Machine Learning Units¶

Multiple additional unit types exist in the context of Workflows based upon the Machine Learning Model, besides those of general applicability .

The below table describes the types of Machine Learning-specific units are available.

Category	Definition	Example
Pre-Processing	Transformations performed on the data prior to training	Data Standardization
Feature Extraction	Creates new featues from existing data	Principle-Component Analysis
Feature Selection	Automatically selects features as descriptors	Random Forest Importance Score
Hyperparameter tuning	Automatically optimizes the model architecture	Model Generation via Genetic Algorithm
Model Training	Adjusting model parameters and coefficients to minimize a training set loss	Training a neural network
Model Prediction	Using a trained model, predict what a new datapoint's values will be	Predicting a band gap with a trained neural network
Post-Processing	Any action taken after a model is trained, we lump into the post-processing category	Showing a learning curve of the neural network

Pre-Processing¶

The DataFrame input/output type of units are used to define the training data, to select target properties that need to be predicted as output of the Machine Learning computation, and feature properties used as input.

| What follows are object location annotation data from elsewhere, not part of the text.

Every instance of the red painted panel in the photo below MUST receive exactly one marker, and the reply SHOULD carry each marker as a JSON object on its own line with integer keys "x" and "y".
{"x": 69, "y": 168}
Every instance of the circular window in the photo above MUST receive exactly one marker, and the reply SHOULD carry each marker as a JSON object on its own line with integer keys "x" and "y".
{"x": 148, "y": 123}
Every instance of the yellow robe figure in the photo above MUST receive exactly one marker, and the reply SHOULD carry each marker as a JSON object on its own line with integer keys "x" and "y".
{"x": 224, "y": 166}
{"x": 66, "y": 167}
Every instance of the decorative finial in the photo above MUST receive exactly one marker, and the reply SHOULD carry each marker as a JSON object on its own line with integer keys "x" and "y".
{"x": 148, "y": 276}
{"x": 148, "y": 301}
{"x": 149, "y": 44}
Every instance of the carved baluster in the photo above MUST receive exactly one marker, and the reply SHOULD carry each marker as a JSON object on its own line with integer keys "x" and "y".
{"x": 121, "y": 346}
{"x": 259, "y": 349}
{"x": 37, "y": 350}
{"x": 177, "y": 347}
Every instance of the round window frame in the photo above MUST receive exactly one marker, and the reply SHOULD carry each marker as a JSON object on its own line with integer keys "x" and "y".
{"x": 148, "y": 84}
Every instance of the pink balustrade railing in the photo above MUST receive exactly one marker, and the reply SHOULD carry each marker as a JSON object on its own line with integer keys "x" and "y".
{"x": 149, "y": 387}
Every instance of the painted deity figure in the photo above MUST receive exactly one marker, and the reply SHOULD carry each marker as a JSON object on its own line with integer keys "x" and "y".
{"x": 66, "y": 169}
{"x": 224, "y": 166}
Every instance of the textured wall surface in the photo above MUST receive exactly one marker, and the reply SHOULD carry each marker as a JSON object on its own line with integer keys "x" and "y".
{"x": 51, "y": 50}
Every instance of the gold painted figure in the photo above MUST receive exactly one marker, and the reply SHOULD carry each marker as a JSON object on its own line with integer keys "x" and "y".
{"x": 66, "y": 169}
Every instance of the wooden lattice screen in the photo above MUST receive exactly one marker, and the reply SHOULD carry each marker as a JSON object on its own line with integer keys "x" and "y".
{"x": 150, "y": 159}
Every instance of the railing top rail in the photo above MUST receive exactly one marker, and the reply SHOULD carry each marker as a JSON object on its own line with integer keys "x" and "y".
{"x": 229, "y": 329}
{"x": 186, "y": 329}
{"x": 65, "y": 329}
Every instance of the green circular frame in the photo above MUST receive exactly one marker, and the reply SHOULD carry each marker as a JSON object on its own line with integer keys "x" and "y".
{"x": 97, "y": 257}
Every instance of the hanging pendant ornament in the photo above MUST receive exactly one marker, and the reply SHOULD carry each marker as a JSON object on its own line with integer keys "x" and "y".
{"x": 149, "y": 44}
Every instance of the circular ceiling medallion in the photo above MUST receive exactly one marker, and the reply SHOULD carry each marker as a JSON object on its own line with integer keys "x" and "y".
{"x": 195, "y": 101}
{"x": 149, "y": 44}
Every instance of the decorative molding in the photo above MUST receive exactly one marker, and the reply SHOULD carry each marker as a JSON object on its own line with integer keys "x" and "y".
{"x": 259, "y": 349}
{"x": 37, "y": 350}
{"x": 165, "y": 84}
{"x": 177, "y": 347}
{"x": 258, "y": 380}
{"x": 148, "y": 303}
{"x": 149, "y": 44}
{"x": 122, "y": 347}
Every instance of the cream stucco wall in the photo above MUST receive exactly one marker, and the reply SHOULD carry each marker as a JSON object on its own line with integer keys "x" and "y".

The data is returned in the Pandas DataFrame format ¹.

Processing units are used for general data manipulation, for example cleaning missing data or remove duplicates in the data. Other examples might include the scaling and reducing of the input data. Scaling is a method used to standardize the range of independent variables or features of data, through for instance the normalization of the data.

Feature Extraction¶

Feature extraction is the process of generating new features from an existing set of features. For example, Auto-Encoders ² are commonly-used in dimensionality-reduction, taking an input vector and encoding into a vector with fewer dimensions.

Feature Selection¶

Feature selection units involve selecting the number of feature properties for model training.

Hyperparameter Tuning¶

Oftentimes, models will have hyperparameters which must be tuned prior to their use. For example, to develop LASSO Regression ³, an extra penalty term is added to the loss function. This penalty term is equal to a coefficient (Lambda) multiplied by the sum of the absolue values of the model coefficients. This extra penalty term helps prevent overfitting, and results in LASSO reducing some coefficients to 0 at higher values of lambda. By choosing lambda, one can control how many coefficients are extinguished. Becuse lambda is chosen before the model is trained, it is known as a hyperparameter to the model.

Model Training¶

Training a model refers to optimizing a model's parameters such that some loss function is minimized. For example, when a Convolutional Neural Network ⁴ is trained for image classification, the weights and biases of the network are adjusted to improve the model's performance against the training set.

Model Prediction¶

Prediction refers to taking a set of data for-which the targets are unknown, and using a model to decide what value the targets are likely to have. For example, a classifier might be used to predict whether a picture contains a dog or cat. A regressor might be used to predict a material's catalytic activity, given descriptors such as the band-gap or chemical potential.

Post-Processing¶

Post-processing refers to the actions taken after a model is trained, oftentimes aimed at simplifying a model for performance reasons. For example, this can include pruning ⁵ a neural network to reduce the number of mathematical optimizations that need to be performed, or knowledge distillation ⁶, where a simpler model is trained using the outputs of a more complex model.

In addition, on the platform we use "post-processing" to refer to any action which is taken after a model is trained, such as the visual display of data (such as training metrics or a parity plot).